Does it work well? Hell yeah! It’s more like having cable Internet than satellite. Over the last month my average bandwidth has been 100Mbits/s down, 12Mb/s up. Average ping to 22.214.171.124 of 41ms with 0.5% packet loss. Bandwidth is highly variable (50-200Mbps) but latency is pretty solidly 30-50ms. The main failure is occasional outages of ~10 seconds. That got a lot better mid-July with a Starlink change and will only get better as they launch more satellites. The service is still technically beta and there are some rough patches but it’s totally usable.
Is Starlink for you? Maybe. If you can get wired service (cable, fiber, faster DSL) that is probably a better choice. If you’re in a poorly served rural area in Ajit Pai’s America and you’re struggling with ViaSat or Hughes or using cellular, definitely. For me it’s an upgrade to my 12/1 Mbps fixed wireless service.
Will Starlink work at your house? Probably! It requires a clear view to the north. The free Starlink mobile app has an augmented reality tool to show you whether you have a good view. A few small obstructions are OK but if you live in the middle of a bunch of trees you need to go higher on your roof or get a mast.
Can you get it? Probably not soon. They are enormously back-ordered; Starlink has a limited amount of bandwidth per satellite and they are slow to add new users. They just passed 100,000 installs globally and are rumored to have 500,000+ customers on the waiting list. The best thing you can do is pre-order and put down a $99 deposit. It may be a year. (I got super lucky.)
Is it nerd friendly? Totally. You can use your own router; Starlink provides one but does not require it. Dishy has an open gRPC interface for getting detailed stats. The Internet service is quite solid and not messed with in any way I can tell.
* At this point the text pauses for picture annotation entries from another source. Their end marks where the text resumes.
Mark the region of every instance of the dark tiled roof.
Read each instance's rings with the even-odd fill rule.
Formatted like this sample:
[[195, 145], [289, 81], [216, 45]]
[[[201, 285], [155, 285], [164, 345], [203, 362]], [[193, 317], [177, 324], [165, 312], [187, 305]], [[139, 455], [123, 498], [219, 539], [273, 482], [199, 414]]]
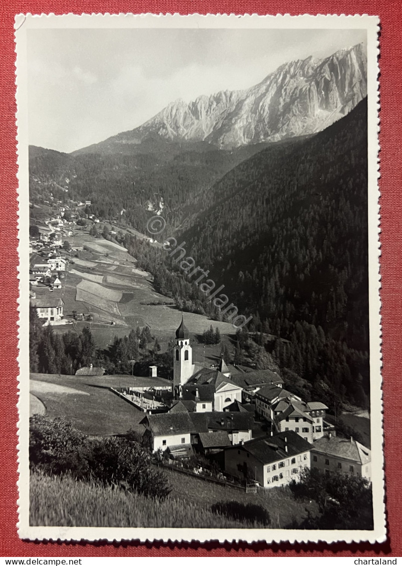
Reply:
[[[198, 391], [198, 397], [197, 392]], [[192, 385], [186, 383], [181, 387], [181, 398], [185, 401], [193, 401], [195, 402], [200, 401], [213, 401], [214, 399], [215, 386], [214, 385], [204, 385], [197, 384]]]
[[368, 464], [371, 460], [371, 451], [352, 438], [323, 436], [313, 444], [313, 452], [353, 460], [358, 464]]
[[231, 446], [229, 436], [226, 430], [217, 432], [200, 432], [200, 441], [204, 448], [218, 448]]
[[181, 322], [180, 323], [180, 326], [176, 331], [176, 337], [179, 338], [188, 338], [188, 330], [187, 327], [184, 324], [184, 321], [183, 320], [183, 315], [181, 315]]
[[237, 445], [236, 449], [248, 452], [262, 464], [266, 464], [308, 452], [312, 448], [312, 444], [293, 431], [287, 431], [265, 439], [249, 440], [243, 445]]
[[147, 415], [141, 421], [141, 423], [145, 424], [147, 419], [152, 432], [157, 436], [197, 432], [188, 413], [165, 413]]
[[197, 432], [209, 430], [250, 430], [254, 415], [250, 413], [192, 413], [190, 418]]
[[75, 372], [76, 375], [100, 376], [105, 373], [103, 367], [80, 367]]
[[306, 404], [307, 407], [312, 411], [317, 411], [318, 409], [325, 410], [328, 409], [326, 405], [324, 405], [323, 403], [321, 403], [319, 401], [310, 401], [309, 402]]
[[231, 405], [224, 408], [224, 411], [230, 411], [231, 413], [254, 413], [255, 407], [251, 403], [240, 403], [237, 399]]
[[190, 458], [194, 453], [191, 444], [175, 444], [166, 449], [175, 458]]
[[196, 404], [193, 401], [178, 401], [169, 409], [168, 413], [192, 413], [196, 410]]

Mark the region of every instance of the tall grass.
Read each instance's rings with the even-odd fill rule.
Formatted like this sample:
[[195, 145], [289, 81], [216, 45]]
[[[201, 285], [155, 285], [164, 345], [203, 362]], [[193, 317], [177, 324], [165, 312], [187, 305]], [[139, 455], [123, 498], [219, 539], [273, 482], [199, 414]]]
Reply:
[[[263, 528], [171, 497], [161, 501], [68, 475], [31, 476], [32, 526]], [[266, 526], [265, 526], [266, 528]]]

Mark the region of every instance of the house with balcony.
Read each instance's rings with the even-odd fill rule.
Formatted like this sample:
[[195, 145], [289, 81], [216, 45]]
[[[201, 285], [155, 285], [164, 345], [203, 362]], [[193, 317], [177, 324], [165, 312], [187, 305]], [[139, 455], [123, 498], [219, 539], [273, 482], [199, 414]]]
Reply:
[[327, 475], [351, 474], [371, 481], [371, 451], [352, 436], [341, 438], [330, 434], [313, 443], [312, 467]]
[[225, 471], [263, 487], [299, 481], [299, 473], [310, 468], [313, 447], [293, 431], [256, 439], [224, 450]]

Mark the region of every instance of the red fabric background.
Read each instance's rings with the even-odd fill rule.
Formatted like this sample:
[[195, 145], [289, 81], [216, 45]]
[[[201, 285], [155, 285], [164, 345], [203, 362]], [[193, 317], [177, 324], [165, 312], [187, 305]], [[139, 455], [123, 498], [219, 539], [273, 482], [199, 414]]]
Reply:
[[[317, 544], [219, 545], [157, 543], [141, 544], [84, 542], [35, 543], [18, 537], [16, 469], [17, 181], [15, 177], [14, 18], [15, 14], [66, 12], [81, 14], [133, 12], [179, 12], [189, 14], [369, 14], [381, 20], [380, 67], [381, 131], [382, 298], [384, 380], [384, 426], [386, 503], [388, 538], [386, 543]], [[402, 489], [400, 406], [402, 318], [402, 196], [400, 187], [402, 137], [401, 78], [401, 4], [378, 0], [3, 0], [0, 11], [0, 438], [2, 471], [0, 475], [0, 555], [19, 556], [402, 556], [401, 539]]]

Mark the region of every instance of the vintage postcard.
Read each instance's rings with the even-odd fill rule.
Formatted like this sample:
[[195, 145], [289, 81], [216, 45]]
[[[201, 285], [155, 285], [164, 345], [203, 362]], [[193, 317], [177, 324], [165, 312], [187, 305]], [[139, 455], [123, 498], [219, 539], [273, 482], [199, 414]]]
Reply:
[[19, 15], [19, 535], [383, 541], [379, 20]]

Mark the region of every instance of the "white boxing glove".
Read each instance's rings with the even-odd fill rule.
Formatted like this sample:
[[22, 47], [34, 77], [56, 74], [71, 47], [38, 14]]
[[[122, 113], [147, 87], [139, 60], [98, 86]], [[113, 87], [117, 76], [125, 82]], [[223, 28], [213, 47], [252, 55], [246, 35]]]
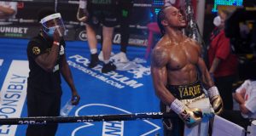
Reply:
[[207, 94], [215, 114], [219, 115], [223, 111], [224, 105], [217, 87], [213, 86], [207, 90]]

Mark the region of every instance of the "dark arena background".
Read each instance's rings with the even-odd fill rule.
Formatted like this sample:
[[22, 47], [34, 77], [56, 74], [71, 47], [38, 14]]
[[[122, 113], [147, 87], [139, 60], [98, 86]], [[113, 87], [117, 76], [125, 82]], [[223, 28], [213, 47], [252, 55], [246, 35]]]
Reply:
[[[200, 43], [207, 49], [212, 20], [218, 14], [218, 6], [252, 7], [251, 16], [230, 22], [230, 38], [234, 54], [240, 56], [239, 76], [243, 81], [256, 76], [255, 2], [248, 0], [191, 0], [195, 4], [195, 20], [198, 22]], [[3, 2], [1, 0], [0, 2]], [[134, 0], [127, 48], [127, 64], [117, 63], [117, 71], [102, 73], [102, 65], [89, 68], [90, 49], [84, 23], [77, 20], [79, 0], [9, 0], [17, 2], [15, 18], [0, 21], [0, 118], [26, 117], [26, 82], [29, 72], [26, 46], [29, 38], [38, 33], [37, 14], [43, 7], [52, 7], [61, 14], [67, 29], [67, 60], [71, 68], [77, 90], [81, 96], [79, 104], [69, 116], [119, 115], [160, 112], [160, 100], [154, 94], [150, 72], [148, 25], [156, 22], [156, 15], [163, 7], [163, 0]], [[246, 9], [245, 9], [246, 10]], [[246, 10], [247, 11], [247, 10]], [[236, 19], [236, 17], [234, 17]], [[232, 19], [233, 20], [233, 19]], [[240, 22], [251, 26], [251, 35], [244, 39], [232, 35]], [[120, 48], [119, 26], [114, 30], [113, 53]], [[97, 39], [102, 38], [102, 27], [97, 28]], [[160, 38], [154, 33], [153, 44]], [[252, 48], [253, 47], [253, 48]], [[150, 47], [151, 48], [152, 47]], [[98, 46], [100, 49], [100, 46]], [[150, 54], [150, 53], [149, 53]], [[115, 61], [114, 58], [111, 59]], [[71, 99], [70, 89], [62, 82], [61, 107]], [[26, 125], [1, 125], [0, 136], [24, 136]], [[160, 119], [135, 121], [92, 122], [60, 123], [56, 136], [163, 136]]]

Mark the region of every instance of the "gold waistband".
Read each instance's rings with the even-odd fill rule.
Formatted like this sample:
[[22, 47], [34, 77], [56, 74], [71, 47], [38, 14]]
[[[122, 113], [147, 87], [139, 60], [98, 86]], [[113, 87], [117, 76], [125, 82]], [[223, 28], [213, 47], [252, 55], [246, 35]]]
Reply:
[[193, 102], [195, 102], [197, 100], [200, 100], [200, 99], [205, 99], [205, 98], [207, 98], [206, 94], [202, 94], [201, 95], [200, 95], [200, 96], [198, 96], [196, 98], [190, 99], [180, 99], [180, 101], [183, 104], [188, 105], [189, 105], [189, 104], [191, 104]]

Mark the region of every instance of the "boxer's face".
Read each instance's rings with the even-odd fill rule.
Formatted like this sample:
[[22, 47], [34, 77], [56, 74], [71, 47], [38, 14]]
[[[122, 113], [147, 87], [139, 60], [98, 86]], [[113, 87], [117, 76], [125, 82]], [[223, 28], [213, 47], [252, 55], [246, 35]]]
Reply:
[[165, 9], [166, 25], [171, 27], [183, 28], [186, 26], [186, 20], [180, 10], [175, 7], [168, 7]]

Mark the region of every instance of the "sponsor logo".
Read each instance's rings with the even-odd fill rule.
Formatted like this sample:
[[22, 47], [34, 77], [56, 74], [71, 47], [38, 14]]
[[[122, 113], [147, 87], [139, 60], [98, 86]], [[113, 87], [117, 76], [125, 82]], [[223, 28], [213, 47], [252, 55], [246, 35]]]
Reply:
[[[103, 74], [101, 72], [102, 66], [100, 65], [96, 65], [92, 69], [88, 68], [90, 60], [87, 58], [84, 58], [81, 55], [73, 55], [68, 57], [68, 59], [69, 60], [67, 60], [67, 63], [70, 66], [76, 68], [83, 71], [84, 73], [94, 76], [95, 78], [97, 78], [115, 88], [123, 88], [126, 86], [133, 88], [137, 88], [143, 86], [143, 83], [140, 83], [137, 80], [131, 79], [131, 77], [121, 75], [117, 71], [111, 71]], [[126, 71], [128, 73], [133, 75], [133, 78], [137, 79], [143, 77], [143, 76], [150, 75], [150, 67], [146, 67], [142, 65], [142, 63], [145, 63], [146, 60], [137, 58], [129, 63], [123, 64], [123, 65], [120, 65], [122, 64], [119, 63], [119, 60], [117, 59], [112, 57], [112, 60], [118, 66], [118, 70]]]
[[64, 54], [64, 53], [65, 53], [65, 48], [64, 48], [63, 45], [61, 45], [60, 55]]
[[[119, 114], [132, 114], [124, 109], [115, 107], [105, 104], [88, 104], [79, 107], [75, 111], [75, 116], [84, 116], [88, 113], [94, 114], [93, 111], [96, 111], [95, 114], [106, 115], [106, 110], [112, 113]], [[81, 121], [83, 122], [83, 121]], [[90, 122], [86, 121], [83, 122], [83, 125], [76, 128], [72, 132], [72, 136], [78, 135], [102, 135], [102, 136], [124, 136], [124, 135], [140, 135], [146, 136], [153, 133], [157, 133], [157, 131], [160, 129], [158, 125], [148, 121], [148, 120], [137, 120], [132, 122], [133, 125], [129, 125], [128, 122], [124, 121], [110, 121], [102, 122]], [[138, 129], [137, 126], [141, 128]], [[95, 130], [95, 131], [92, 131]], [[102, 131], [100, 131], [102, 130]], [[137, 132], [135, 132], [136, 130]], [[90, 133], [90, 132], [93, 133]]]
[[[20, 117], [26, 95], [28, 62], [13, 60], [1, 89], [0, 118]], [[14, 136], [17, 125], [0, 126], [1, 136]]]
[[[86, 31], [81, 31], [79, 32], [79, 37], [81, 41], [87, 41], [87, 34], [86, 34]], [[101, 35], [96, 35], [96, 39], [99, 40], [102, 38]]]

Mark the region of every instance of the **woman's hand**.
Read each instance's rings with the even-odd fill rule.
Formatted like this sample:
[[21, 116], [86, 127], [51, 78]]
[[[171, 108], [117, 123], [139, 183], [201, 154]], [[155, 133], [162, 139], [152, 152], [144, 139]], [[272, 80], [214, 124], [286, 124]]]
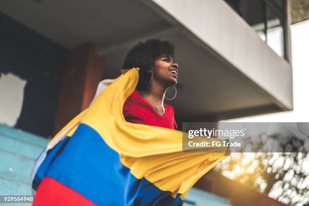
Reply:
[[[139, 68], [138, 67], [136, 68], [137, 71], [139, 71]], [[128, 71], [132, 69], [122, 69], [120, 70], [120, 73], [121, 74], [125, 74]]]
[[[224, 141], [227, 142], [230, 142], [230, 140], [229, 139], [226, 139]], [[225, 154], [224, 155], [225, 155], [226, 156], [229, 156], [230, 154], [231, 154], [231, 147], [230, 147], [230, 146], [228, 146], [228, 147], [226, 149], [226, 152], [225, 152]]]

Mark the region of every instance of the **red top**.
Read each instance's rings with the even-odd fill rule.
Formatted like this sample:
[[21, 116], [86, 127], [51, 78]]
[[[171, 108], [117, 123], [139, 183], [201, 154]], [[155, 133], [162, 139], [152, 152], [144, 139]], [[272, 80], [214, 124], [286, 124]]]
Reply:
[[123, 105], [123, 115], [127, 122], [177, 129], [173, 107], [164, 104], [165, 112], [159, 115], [152, 106], [142, 98], [135, 89]]

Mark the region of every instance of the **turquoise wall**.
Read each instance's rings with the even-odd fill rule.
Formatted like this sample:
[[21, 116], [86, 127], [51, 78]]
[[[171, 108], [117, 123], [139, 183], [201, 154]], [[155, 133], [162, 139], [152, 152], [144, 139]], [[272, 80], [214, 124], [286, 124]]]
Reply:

They sorta support IPv6 already and promise more. The main drawback is that (at least in IPv4) the service is cgNAT, you really can’t run a server behind Starlink in any reasonable way. The cgNAT is for good reason: they’re doing some very sophisticated routing, your packets may be relayed through several base stations hundreds of miles apart and it’s remarkable you have a stable external IP address at all.
Will Starlink succeed as a business? That’s hard to say. The program is still beta and currently has no bandwidth caps or significant throttles. And it’s $99/month: a lot by US urban ISP standards but competitive for rural areas. The problem is the satellites can only handle so many users and it seems too early to tell whether it works out to be profitable. Launching thousands of satellites is expensive but SpaceX are experts at that. Also crappy companies like ViaSat keep suing to stop Starlink because they can’t compete. Amazon is trying to make up for being years behind by trying to get the FCC to harass Starlink. The legal attacks seem to be failing so far in the US but you never know.
What’s next for Starlink? They launched their first full shell of satellites earlier this year, then took a pause. They seem to be fine-tuning algorithms and transceiver power settings right now. The next major change is a plan to use laser links so satellites can route packets directly (currently everything is relayed to the ground). It seems like a very hard problem but they are serious about doing it; ultimately Starlink might be better than wired service.
I’m not an Elon Musk fan but I have to say Starlink is amazing. And audacious; I never would have believed it would work (remember Iridium?). But it does work and it’s been a significant upgrade for me, so thank you SpaceX. The hilarious thing is the whole idea of Starlink apparently is about Mars; the project started as a way to design networking infrastructure for a colony on a new planet. Oh and then completely upended Earth’s ISP market as a sort of proof of concept.